In taking us through the beer and food pairing, Denis said that a beer should be evaluated as one does a wine, but with additional aspects, looking at its colour, clarity, foam, sound of the bubbles, aroma on the nose, and taste.  We tasted a ceviche of line fish with fennel, chilli and avocado, prepared by Chef Pete, paired with Castle Lite.  Containing only 4 – 5 % alcohol, it allows one to drink more beer than wine when one eats.   A spiced black urid lentil bunny chow was paired with Carling Black Label, a lager containing 5,5 % alcohol, and with a banana nose, slightly sweeter, not so hoppy, and often chosen as a favourite in blind tastings by women, Denis said, despite its masculine marketing focus.

Toulouse sausage and bacon, served with lentils and a mustard sauce, was paired with Pilsner Urquell.  Denis told us that Urquell was the first clear beer made, being more golden in colour, and being quieter on the ear in containing less carbon dioxide, and undergoing ‘triple decoction’, the name for the caramelisation process.  It has toffee, honey, citrus and spicy aromas.  They use the very aromatic saaz hop.  It is a serious beer, good to pair with goulash and steak tartare.  The Czechs are the largest beer drinking nation, Denis said.

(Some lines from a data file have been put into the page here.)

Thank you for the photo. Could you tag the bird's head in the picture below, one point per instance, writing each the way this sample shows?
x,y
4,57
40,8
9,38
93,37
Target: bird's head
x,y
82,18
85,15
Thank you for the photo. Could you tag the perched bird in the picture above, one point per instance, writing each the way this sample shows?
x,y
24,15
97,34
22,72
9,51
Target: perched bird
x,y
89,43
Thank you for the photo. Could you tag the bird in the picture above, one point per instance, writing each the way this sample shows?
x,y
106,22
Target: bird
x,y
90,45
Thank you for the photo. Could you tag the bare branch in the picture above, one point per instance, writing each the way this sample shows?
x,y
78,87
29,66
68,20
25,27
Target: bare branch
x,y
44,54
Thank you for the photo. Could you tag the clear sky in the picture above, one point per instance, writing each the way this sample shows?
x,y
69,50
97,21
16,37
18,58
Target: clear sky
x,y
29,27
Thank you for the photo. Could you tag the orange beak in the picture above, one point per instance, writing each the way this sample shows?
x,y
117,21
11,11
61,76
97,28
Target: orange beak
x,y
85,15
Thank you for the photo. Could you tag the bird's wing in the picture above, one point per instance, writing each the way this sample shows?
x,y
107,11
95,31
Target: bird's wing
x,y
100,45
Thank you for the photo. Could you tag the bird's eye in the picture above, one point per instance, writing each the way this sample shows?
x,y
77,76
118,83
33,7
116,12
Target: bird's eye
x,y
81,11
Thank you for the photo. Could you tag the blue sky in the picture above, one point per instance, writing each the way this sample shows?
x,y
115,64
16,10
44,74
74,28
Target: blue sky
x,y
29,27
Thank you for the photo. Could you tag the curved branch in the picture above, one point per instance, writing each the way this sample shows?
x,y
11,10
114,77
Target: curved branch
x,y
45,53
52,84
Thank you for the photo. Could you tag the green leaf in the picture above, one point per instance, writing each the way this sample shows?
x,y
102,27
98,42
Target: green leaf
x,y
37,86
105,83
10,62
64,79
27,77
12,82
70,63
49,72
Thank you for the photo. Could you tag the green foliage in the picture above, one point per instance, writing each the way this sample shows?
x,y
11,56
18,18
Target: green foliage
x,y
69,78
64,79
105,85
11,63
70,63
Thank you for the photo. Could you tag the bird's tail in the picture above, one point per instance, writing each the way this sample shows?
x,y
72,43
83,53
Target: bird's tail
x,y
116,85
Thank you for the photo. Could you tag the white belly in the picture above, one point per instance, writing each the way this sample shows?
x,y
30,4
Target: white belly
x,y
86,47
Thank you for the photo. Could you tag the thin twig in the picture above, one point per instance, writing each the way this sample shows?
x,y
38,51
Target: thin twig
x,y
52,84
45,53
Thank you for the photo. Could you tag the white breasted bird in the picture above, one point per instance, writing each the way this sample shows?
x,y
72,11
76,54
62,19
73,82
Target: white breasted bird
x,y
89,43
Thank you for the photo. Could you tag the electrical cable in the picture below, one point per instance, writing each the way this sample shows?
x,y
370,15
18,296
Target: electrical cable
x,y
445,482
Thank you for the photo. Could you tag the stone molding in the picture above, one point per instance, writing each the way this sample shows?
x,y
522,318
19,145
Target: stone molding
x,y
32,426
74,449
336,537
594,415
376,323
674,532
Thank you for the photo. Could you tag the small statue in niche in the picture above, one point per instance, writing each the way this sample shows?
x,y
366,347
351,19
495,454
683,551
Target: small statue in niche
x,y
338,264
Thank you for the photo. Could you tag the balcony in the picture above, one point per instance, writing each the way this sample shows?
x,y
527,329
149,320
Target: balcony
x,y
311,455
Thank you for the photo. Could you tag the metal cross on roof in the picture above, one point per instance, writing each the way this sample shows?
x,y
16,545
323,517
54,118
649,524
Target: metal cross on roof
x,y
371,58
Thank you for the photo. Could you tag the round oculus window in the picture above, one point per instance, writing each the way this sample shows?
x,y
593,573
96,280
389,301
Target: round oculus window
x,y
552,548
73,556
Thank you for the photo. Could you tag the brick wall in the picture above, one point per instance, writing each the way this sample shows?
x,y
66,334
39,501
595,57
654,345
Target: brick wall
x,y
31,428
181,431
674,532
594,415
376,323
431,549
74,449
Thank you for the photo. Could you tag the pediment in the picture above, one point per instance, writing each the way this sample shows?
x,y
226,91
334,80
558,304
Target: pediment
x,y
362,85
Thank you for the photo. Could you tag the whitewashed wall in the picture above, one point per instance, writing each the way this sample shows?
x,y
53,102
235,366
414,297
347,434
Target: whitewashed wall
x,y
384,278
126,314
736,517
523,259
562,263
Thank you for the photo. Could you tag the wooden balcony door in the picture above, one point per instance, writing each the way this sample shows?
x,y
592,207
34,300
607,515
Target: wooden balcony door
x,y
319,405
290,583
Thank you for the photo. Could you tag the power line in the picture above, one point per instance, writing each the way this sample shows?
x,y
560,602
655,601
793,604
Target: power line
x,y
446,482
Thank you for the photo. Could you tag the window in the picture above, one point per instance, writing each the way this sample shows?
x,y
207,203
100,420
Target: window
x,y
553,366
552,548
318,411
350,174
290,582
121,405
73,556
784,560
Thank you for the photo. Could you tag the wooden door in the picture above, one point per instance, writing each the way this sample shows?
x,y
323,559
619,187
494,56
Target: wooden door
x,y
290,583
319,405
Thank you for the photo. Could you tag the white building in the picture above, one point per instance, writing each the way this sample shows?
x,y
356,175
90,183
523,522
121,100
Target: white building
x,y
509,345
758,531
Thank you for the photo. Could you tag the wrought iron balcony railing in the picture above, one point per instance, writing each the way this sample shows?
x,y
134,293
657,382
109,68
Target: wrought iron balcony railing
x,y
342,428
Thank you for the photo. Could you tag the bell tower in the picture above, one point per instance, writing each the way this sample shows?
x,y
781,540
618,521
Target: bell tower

I enjoyed the pairing of Chef Pete’s delicious sticky toffee pudding (the only toffee we had at the Toffie Food Festival!) with Castle Milk Stout, called that due to its addition of lactose.  This beer has caramel, milk, molasses, and butterscotch on the nose, with a hoppy, malty and burnt taste.

The health benefits alone would be a good justification to drink a lot more beer, and the workshop proved how well different beers can be paired with a variety of foods.